Though it has made some minor changes to the way it displays terms and conditions and its privacy policy, Woolworths suggested it might make them more easily digestible with “infographics, images and videos, which will be more engaging and easier to digest than the current, primarily text based approach.”

“User experience consumer testing will help shape our final approach,” it said in response to the ACCC [pdf].

The retailer also said it is exploring whether or not to afford consumers “greater visibility over the types of data which Woolworths collects, including where it is collected from, how it is handled, and with whom it is shared”.

But Woolworths said it wanted to take “a balanced approach to the challenge of ensuring that consumers are sufficiently informed but also are not overloaded with information.” 

“For example, Woolworths considers that informing consumers of the category of recipients with whom it shares data (for example, technology companies which support our business operations such as Salesforce), along with naming partners who play a particularly substantial or significant role in a service or are likely to be of interest to consumers (for example, Qantas), will be more effective than an exhaustive list of company names which consumers are unlikely to recognise or derive benefit from, which may change on an ongoing basis, and which may create challenges with respect to cybersecurity,” it said.

Woolworths pledged support for customers having “meaningful control over their data”, though the text immediately following this is redacted.

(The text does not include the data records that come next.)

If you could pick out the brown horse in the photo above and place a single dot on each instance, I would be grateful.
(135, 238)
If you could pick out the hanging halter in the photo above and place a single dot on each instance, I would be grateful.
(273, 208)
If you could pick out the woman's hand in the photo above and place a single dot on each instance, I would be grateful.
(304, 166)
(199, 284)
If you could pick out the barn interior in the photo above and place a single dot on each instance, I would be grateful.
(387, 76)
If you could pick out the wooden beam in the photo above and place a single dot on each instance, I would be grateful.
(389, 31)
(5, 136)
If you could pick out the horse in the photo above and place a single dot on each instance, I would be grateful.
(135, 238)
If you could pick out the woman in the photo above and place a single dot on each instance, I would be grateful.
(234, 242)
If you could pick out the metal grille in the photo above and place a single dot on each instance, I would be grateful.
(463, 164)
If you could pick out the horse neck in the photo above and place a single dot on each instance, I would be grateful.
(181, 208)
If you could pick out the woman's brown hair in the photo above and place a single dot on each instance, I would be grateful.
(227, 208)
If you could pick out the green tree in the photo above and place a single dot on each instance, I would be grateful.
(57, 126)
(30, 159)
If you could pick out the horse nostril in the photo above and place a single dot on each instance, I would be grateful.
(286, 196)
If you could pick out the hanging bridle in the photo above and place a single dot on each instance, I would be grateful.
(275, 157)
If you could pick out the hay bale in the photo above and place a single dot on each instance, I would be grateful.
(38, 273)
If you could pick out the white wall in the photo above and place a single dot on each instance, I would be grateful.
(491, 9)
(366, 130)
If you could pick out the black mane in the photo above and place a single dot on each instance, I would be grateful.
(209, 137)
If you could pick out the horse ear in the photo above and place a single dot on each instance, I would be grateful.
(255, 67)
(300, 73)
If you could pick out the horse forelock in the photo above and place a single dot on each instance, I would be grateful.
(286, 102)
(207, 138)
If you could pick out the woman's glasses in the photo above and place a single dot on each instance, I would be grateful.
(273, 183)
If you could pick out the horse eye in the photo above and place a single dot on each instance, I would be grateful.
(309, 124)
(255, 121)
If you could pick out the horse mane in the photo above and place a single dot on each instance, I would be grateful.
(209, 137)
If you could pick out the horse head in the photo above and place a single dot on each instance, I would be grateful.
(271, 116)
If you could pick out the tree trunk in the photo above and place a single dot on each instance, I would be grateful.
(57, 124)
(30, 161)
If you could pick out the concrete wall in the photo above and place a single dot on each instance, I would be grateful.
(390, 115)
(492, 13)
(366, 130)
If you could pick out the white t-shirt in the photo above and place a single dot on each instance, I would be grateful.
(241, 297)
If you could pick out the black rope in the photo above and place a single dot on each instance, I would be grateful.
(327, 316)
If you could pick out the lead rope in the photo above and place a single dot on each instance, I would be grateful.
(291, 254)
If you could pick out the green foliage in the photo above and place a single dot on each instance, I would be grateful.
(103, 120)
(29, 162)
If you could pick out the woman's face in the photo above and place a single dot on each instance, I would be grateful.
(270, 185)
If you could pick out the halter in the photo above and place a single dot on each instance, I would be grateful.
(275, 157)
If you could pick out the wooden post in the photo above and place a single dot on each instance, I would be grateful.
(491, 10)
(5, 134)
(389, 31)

However, the company was concerned at the prospect of needing to collect consent for “every circumstance in which a consumer’s personal information is collected, used or disclosed”.

It also backed a “general right of consumers to choose to have their personal information erased, insofar as this is practical and not unduly burdensome to business.”

In addition, Woolworths asked the ACCC not to prohibit it from linking payment card information with a loyalty card, noting the practice should be allowed with “informed consent”.